İnsan sermayesinin geliştirilmesi, sömürülecek yeni alanların inşa edilmesine dayanır. Yani bu çerçevede "biyopolitika, çıktısının enfazlalaştırılması uğruna bireysel ve kolektif bedenlerin tıbbileştirilmesi manasına gelir"
Agamben'in entelektüel kaynakları arasında en temelde Aristoteles, Carl Schmitt, Martin Heidegger, Walter Benjamin ve Michel Foucault isimlerini saymak gerekir.
Agamben'in entelektüel veriminin doruk noktası kabul edilen Homo Sacer, bir açmazı temele alarak modern politik yaşamın kalbinde yatan egemenlik mantığını gözler önüne sermeye çalışır.
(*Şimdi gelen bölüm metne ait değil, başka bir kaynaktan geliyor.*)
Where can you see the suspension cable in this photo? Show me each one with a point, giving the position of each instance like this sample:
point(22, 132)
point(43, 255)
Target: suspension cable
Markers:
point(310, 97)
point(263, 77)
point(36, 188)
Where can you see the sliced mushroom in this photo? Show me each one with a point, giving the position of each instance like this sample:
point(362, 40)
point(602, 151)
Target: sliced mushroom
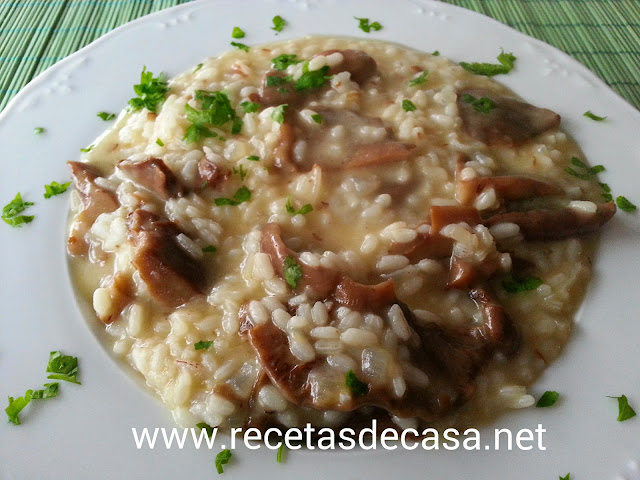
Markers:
point(172, 276)
point(154, 175)
point(555, 224)
point(95, 201)
point(510, 122)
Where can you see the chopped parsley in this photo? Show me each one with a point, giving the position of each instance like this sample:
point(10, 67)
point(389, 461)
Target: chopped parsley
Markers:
point(292, 271)
point(548, 399)
point(16, 405)
point(357, 386)
point(281, 62)
point(593, 116)
point(311, 78)
point(216, 110)
point(301, 211)
point(365, 26)
point(106, 116)
point(482, 104)
point(11, 211)
point(241, 172)
point(250, 107)
point(222, 459)
point(585, 172)
point(243, 194)
point(203, 345)
point(625, 412)
point(63, 367)
point(408, 106)
point(420, 79)
point(55, 188)
point(625, 205)
point(241, 46)
point(507, 61)
point(517, 285)
point(151, 91)
point(50, 390)
point(278, 23)
point(280, 454)
point(278, 113)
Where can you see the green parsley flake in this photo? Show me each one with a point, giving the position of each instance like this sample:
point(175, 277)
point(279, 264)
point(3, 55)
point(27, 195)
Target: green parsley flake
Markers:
point(241, 46)
point(281, 62)
point(55, 188)
point(13, 208)
point(151, 92)
point(357, 386)
point(203, 345)
point(548, 399)
point(625, 205)
point(278, 113)
point(16, 405)
point(593, 116)
point(250, 107)
point(280, 454)
point(408, 106)
point(278, 23)
point(63, 367)
point(237, 32)
point(625, 412)
point(482, 104)
point(311, 78)
point(517, 285)
point(50, 390)
point(301, 211)
point(292, 271)
point(106, 116)
point(365, 26)
point(243, 194)
point(222, 459)
point(507, 61)
point(420, 79)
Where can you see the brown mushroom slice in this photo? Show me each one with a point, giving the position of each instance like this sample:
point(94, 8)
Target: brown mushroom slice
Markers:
point(154, 175)
point(317, 281)
point(510, 122)
point(506, 188)
point(443, 215)
point(365, 298)
point(95, 201)
point(172, 276)
point(555, 224)
point(360, 64)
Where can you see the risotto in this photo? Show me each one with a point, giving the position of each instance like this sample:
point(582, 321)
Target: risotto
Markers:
point(331, 230)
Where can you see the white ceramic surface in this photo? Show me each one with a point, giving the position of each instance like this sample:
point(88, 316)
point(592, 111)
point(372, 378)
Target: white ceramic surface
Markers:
point(86, 431)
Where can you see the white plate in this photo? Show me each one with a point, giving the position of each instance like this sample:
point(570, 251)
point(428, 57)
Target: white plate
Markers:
point(86, 432)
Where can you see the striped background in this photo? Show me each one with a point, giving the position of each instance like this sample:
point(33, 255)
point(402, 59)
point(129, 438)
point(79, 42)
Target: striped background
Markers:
point(602, 34)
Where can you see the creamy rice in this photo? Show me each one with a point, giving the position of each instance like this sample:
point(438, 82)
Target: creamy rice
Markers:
point(362, 217)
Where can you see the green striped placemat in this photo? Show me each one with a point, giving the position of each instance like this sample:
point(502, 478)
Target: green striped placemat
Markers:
point(602, 34)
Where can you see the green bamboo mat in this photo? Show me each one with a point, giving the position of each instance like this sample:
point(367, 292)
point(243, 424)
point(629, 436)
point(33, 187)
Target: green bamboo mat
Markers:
point(602, 34)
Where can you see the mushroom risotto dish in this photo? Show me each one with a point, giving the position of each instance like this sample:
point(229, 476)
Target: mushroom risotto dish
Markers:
point(332, 230)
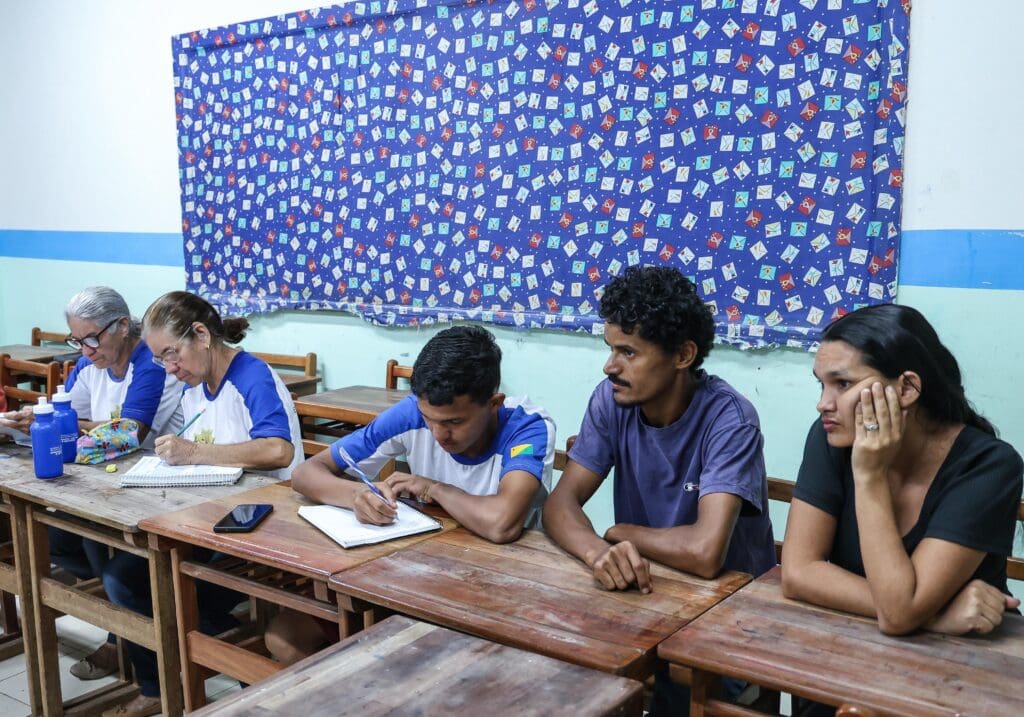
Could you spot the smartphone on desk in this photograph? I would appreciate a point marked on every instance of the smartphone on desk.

Agamben'in felsefesinin temel amacı, açmazların nasıl işleme konduğunu göstermektir.
Agamben biyopolitikayı tamamen ölüm politikasına indirgemektedir. Foucault'nun ya da Hardt ve Negri'nin dikkati çektiği "üretici" veyahut "yaşatmaya dayanan" biyopolitik teknikler, büyük oranda Agamben'in tartışmasının dışında kalır.